The embedded video below nicely explains it:
Imagine, if you will, one of your neighbors. Not your next door neighbor, not a neighbor you are best friends with, just a neighbor you know well enough to wave hello to but perhaps not well enough to invite to dinner. You almost certainly wouldn't ask them to pay for a cleaning service, or to pay for your new windows, but if you had a fire that wasn't covered by your homeowners' insurance, you might ask them to help out.
Now imagine that the next time you have a health expense, you have to knock on their door and ask them to pay for it. I suspect that if it is something catastrophic, something that is time-limited, most of us would pony up at least something (I've discussed this previously). But to pay for your routine exams or even moderately expensive services, well, most of us probably wouldn't just hand over a check.
Except, of course, when that check is delivered out of our health insurance premiums.
Whenever you file a health insurance claim (or, more likely, one is filed by the provider for you), you are essentially asking someone else to pay for your care. Those other someones are the people in your health insurance pool, who could be -- to name a few -- other people in your company/union/association, other people with the same individual health coverage as you, or other taxpayers.
To be fair, some portion of your costs are paid for by your own premiums, but if you are one of the 80% with relatively low claims, that portion is pretty small; most of everyone's money goes to paying for the small percentage of people who are unfortunate enough to have very large claims. This skewed distribution has been recognized for some time now, at least by people with good math skills and/or above average interest in the problem.
With health insurance, we're in the diner's dilemma. If we don't use health care services, our health insurance premiums are just going to be spent by other people, leaving us as the sucker who pays for other people to get more services than they might have otherwise. So we end up doing the same, and everyone's premiums go up as a result.
That's why it cracks me up when I read about Bernie Sanders acting like a "Vermont auctioneer" by asking people at his rallies to shout out their health insurance deductibles, everyone outraged by having to pay several thousand dollars of their own money before coverage kicks in. Whose money do they think it should be? Mine? Yours? Our grandchildren's?
Yes, certainly for some people even routine health expenses are beyond their ability to pay, but (private) health insurance was never intended to act as a wealth transfer, nor should it.
Maybe health payers have simply been doing things wrong. Adam Koppel, a Biogen VP, claims that Google's view of traditional actuarial math is: "it's like the 19th century," and that they believe they could do much better using their Big Data analyses. As a result, he says, Google wants to become a payor; indeed, according to Mr. Koppel, "They want to take over CMS."
They could hardly do worse.
Certainly analytics could make huge impacts in spotting fraud and overutilization, both of which have been the usual suspects for cutting "waste" for at least the past 30 years, but neither of which seem to have been greatly impacted yet. New research has found that the variations in both price and utilization are even more pervasive than we'd already known. CMS has just announced new rules that would make it easier to pool public and private claims data to help attack this, and better analyses of more data should be a potent weapon.

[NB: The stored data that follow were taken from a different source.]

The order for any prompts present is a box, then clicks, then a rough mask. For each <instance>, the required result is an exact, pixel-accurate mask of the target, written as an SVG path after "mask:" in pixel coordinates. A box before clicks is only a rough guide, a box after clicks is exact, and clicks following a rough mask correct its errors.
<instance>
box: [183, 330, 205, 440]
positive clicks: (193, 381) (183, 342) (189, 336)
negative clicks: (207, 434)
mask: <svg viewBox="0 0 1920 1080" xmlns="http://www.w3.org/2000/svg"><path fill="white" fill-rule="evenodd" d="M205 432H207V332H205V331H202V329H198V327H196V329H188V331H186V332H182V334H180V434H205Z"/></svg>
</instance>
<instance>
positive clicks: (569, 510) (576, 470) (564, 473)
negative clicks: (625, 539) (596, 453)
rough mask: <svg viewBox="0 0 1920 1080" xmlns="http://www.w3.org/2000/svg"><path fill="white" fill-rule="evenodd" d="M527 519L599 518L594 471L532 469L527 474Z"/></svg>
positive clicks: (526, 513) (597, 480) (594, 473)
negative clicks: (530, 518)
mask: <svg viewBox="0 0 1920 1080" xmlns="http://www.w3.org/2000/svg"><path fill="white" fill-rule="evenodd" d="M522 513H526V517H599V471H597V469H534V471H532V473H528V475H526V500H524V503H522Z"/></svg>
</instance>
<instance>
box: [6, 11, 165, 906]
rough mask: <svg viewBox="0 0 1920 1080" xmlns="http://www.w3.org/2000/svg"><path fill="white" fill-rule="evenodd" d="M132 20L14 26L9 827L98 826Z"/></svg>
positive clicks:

For example, a recent report found that one percent of doctors account for 32% of malpractice claims. I'm willing to bet that a relatively small percentage of physicians also account for a disproportionate share of spending (analogous to the statistics on patients), and that if we could identify the intersection in the Venn diagram of those three circles we'd find some easy targets for significant interventions. The question is who will be the first to figure that out; maybe that will be Google, maybe not.
Mr. Koppel believes the changes in the payer sector go beyond Google's interest in it; he flatly says, "Payers are essentially becoming health IT companies."
Certainly payers have long been big in health IT, such as for their claims and other operational systems. Those systems have, though, often been criticized for being clunky legacy systems that rely on imperfect data. But the payer leaders are moving well beyond these, especially in terms of analytics expertise: Aetna bought ActiveHealth in 2005, Anthem bought Resolution Health in 2008, and United's huge Optum subsidiary had as its kernel Ingenix. The Blues are now all pooling their data in BCBS Axis.
Aetna has further gone into the health IT space by acquiring health information exchange vendor Medicity and health app maker Healthagen (both 2011), while United picked up its own H.I.E. vendor Axololt in 2010, as well as Connextions (2011) and MedSynergies (2014). So maybe Mr. Koppel is on to something.
Payers, though, tend to be big battleships, slow to turn and already struggling to make the shifts to ACOs/value-based purchasing/consumerism, so expecting them to behave more like nimble health IT companies may be expecting too much, at least in the short term. On the other hand, expecting health IT companies to remain as nimble in the rocky waters of provider contracting, employers as customers, and consumers always wanting their plan to pay more is also asking a lot.
I'm all for better analytics, new entrants in the payer space, and new paradigms about what health insurance even is, but if we don't do something about our version of the diner dilemma, we may be wasting our time.